Follow the Mean: Reference-Guided Flow Matching
For practitioners of generative AI, this provides a simple, training-free method to control pretrained flow matching models using reference examples, avoiding costly fine-tuning or auxiliary networks.
The paper shows that flow matching models can be controlled by shifting the conditional endpoint mean, enabling training-free or amortized adaptation via reference examples. Reference-Mean Guidance controls color, identity, style, and structure in a frozen 4B model without fine-tuning, while Semi-Parametric Guidance matches unconditional DiT-B/4 quality on AFHQv2 with swappable reference sets.
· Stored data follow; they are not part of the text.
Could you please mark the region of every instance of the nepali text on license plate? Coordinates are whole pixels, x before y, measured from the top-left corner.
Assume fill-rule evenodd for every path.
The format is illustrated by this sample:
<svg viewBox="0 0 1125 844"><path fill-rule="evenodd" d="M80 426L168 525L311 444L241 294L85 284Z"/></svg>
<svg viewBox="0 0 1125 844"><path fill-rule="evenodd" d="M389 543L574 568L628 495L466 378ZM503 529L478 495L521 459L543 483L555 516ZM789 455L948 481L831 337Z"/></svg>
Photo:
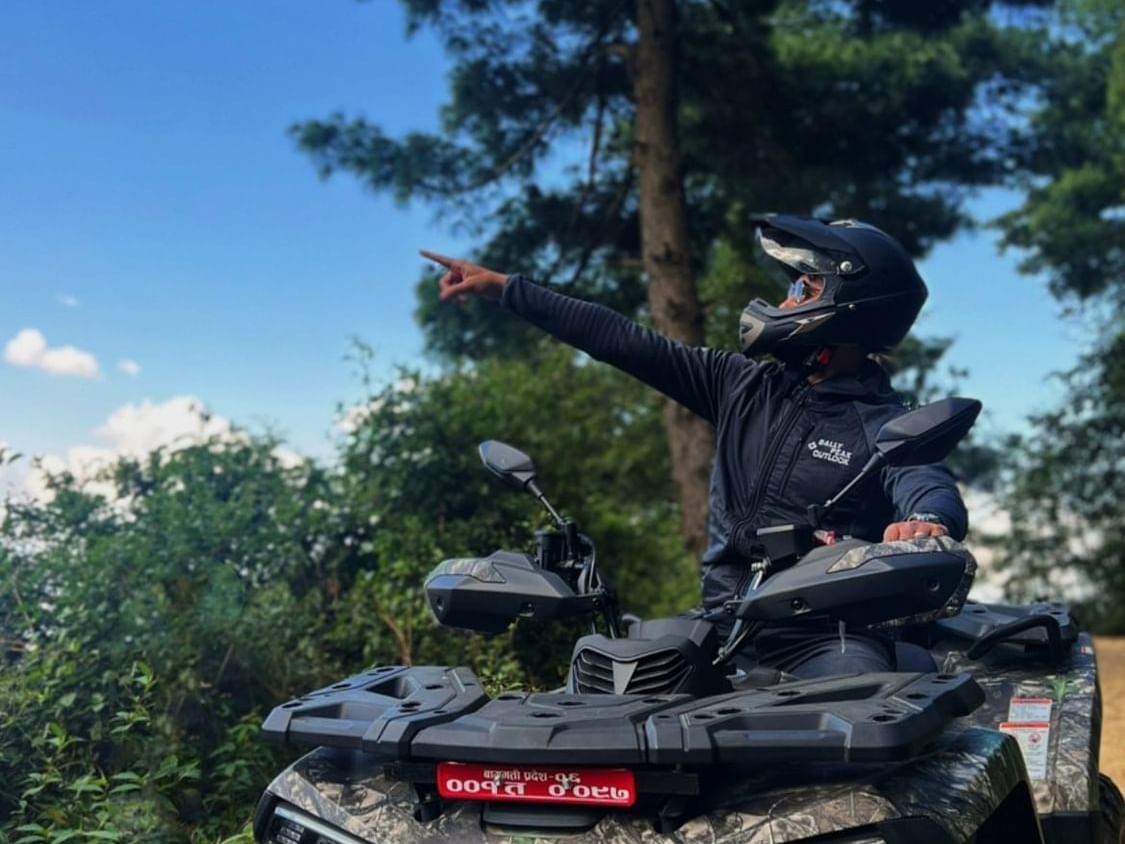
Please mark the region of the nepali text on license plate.
<svg viewBox="0 0 1125 844"><path fill-rule="evenodd" d="M637 785L632 771L594 768L528 768L440 762L437 787L452 800L506 800L632 806Z"/></svg>

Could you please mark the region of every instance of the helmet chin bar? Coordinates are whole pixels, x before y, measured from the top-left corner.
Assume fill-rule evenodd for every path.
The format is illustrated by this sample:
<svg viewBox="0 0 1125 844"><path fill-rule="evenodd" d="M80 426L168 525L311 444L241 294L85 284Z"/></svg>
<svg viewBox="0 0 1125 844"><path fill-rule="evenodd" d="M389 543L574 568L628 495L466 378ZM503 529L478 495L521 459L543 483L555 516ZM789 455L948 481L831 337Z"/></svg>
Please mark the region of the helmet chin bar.
<svg viewBox="0 0 1125 844"><path fill-rule="evenodd" d="M838 279L825 277L825 287L820 296L789 308L781 308L764 299L754 299L742 310L739 318L739 345L743 354L755 357L792 349L787 363L796 363L794 356L803 356L810 349L837 345L825 342L825 328L834 327L840 316L836 306ZM821 338L821 339L818 339Z"/></svg>

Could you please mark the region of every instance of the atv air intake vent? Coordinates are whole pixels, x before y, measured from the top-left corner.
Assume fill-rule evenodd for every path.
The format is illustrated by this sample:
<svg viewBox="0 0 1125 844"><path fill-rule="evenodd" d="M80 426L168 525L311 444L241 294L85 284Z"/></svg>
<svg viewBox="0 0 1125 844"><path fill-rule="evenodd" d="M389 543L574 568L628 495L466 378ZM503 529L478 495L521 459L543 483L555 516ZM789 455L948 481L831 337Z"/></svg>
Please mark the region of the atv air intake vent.
<svg viewBox="0 0 1125 844"><path fill-rule="evenodd" d="M691 666L674 650L616 660L593 648L583 648L575 654L571 671L579 694L664 695L680 690L691 675Z"/></svg>
<svg viewBox="0 0 1125 844"><path fill-rule="evenodd" d="M692 618L640 621L624 639L583 636L570 659L575 694L717 694L730 684L712 664L715 628Z"/></svg>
Existing approaches to controllable generation typically rely on fine-tuning, auxiliary networks, or test-time search. We show that flow matching admits a different control interface: adaptation through examples. For deterministic interpolants, the velocity field is solely governed by a conditional endpoint mean; shifting this mean shifts the flow itself. This yields a simple principle for controllable generation: steer a pretrained model by changing the reference set it follows. We instantiate this idea in two forms. Reference-Mean Guidance is training-free: it computes a closed-form endpoint-mean correction from a reference bank and applies it to a frozen FLUX.2-klein (4B) model, enabling control of color, identity, style, and structure while keeping the prompt, seed, and weights fixed. Semi-Parametric Guidance amortizes the same idea through an explicit mean anchor and learned residual refiner, matching unconditional DiT-B/4 quality on AFHQv2 while allowing the reference set to be swapped at inference time. These results point to a broader direction: generative models that adapt through data, not parameter updates.